Nothing... or a lot. It depends what kind of speaker you want to be.
That small, over-worked, and trite phrase says a great deal about the one who uses it. It's not the only tired phrase still assaulting our ears. There are many others. One of my favorites is "awesome," definitely a cringe-producing word. How many times a day do you hear someone say something is "awesome" when it isn't? Awesome used to be reserved for something really spectacular, mind-blowing, inspirational, one-of-a-kind. Now we give that classification to our breakfast cereal or toothpaste.
Why do we do that? Why do we use words or expressions in a context where they're really inappropriate or repeat them mindlessly because we heard someone else say them and we want to be hip? What has happened to
expressing ourselves uniquely, giving some thought to what we say and how we say it? Why do we let words spill out of our mouth without thinking about what they really mean?

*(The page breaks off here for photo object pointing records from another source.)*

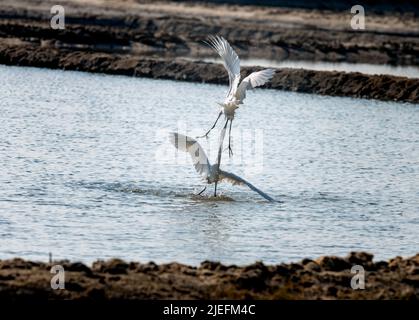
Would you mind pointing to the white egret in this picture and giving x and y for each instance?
(237, 91)
(211, 173)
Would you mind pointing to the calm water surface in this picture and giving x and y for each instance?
(86, 173)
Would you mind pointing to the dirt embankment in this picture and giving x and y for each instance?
(158, 27)
(328, 277)
(146, 38)
(320, 82)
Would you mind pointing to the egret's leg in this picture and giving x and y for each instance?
(219, 156)
(230, 151)
(205, 188)
(213, 126)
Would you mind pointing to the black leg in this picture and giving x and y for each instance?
(230, 151)
(213, 126)
(219, 156)
(202, 191)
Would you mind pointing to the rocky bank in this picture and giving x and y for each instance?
(328, 277)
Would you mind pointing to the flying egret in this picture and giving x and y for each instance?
(237, 92)
(211, 173)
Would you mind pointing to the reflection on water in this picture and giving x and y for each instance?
(80, 179)
(403, 71)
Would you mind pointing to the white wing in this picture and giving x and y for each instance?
(188, 144)
(230, 60)
(253, 80)
(234, 179)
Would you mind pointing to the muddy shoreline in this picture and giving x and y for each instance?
(327, 277)
(357, 85)
(163, 40)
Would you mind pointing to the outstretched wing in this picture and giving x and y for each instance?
(190, 145)
(253, 80)
(234, 179)
(230, 60)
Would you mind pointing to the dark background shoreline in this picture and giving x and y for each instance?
(327, 277)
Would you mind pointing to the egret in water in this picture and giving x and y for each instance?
(211, 173)
(237, 91)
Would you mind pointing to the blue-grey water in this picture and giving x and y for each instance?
(86, 172)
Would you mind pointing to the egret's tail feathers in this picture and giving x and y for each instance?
(236, 180)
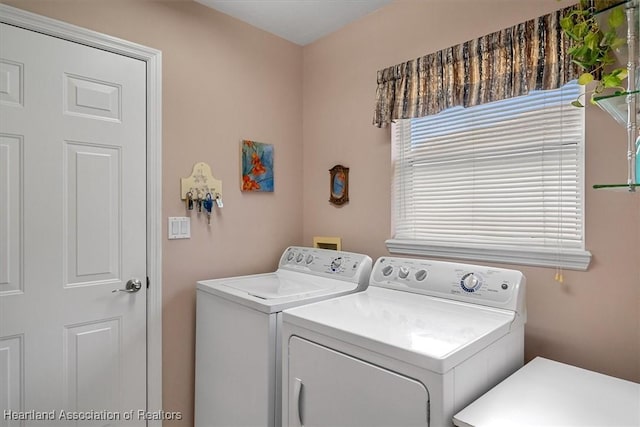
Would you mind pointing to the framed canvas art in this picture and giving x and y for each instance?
(257, 166)
(339, 185)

"Without further ado" was a popular phrase in the 19th and 20th centuries. In the 21st century, most good speakers try to avoid such over-worked words and phrases because it's a sign of laziness, lack of preparation and lack of creativity. No one gets punished or penalized for using them. But they don't get applauded, either. Audiences are smart. They expect more from the person in the front of the room than just a repetition of the same things they've heard for years and years or hear every day on the street.
So if you're the M.C., and you need to move the meeting along, instead of "without further ado", what might you say? How about, "It's now my pleasure to introduce...", or "Let's begin with...", or "Let's move on to..." or simply describe the next item on the agenda without any other preamble. Or make up your own. Each of these will move the program to the next step. You don't always need a transitional phrase. The audience will get that you're moving on to the next thing without you pointing a big verbal arrow at it.
As for 'awesome'... it's a staple of teenagers' language and it isn't going away any time soon. But does it really belong in an adult presentation in front of an audience that came to learn something important from you?
It's your choice. Look for more creative ways to express yourself. Find the words and phrases that are unique to you. One of the clues to being a unique and sexy speaker is to use language that makes you stand out from the crowd. Be creative. Your audience will applaud you for it!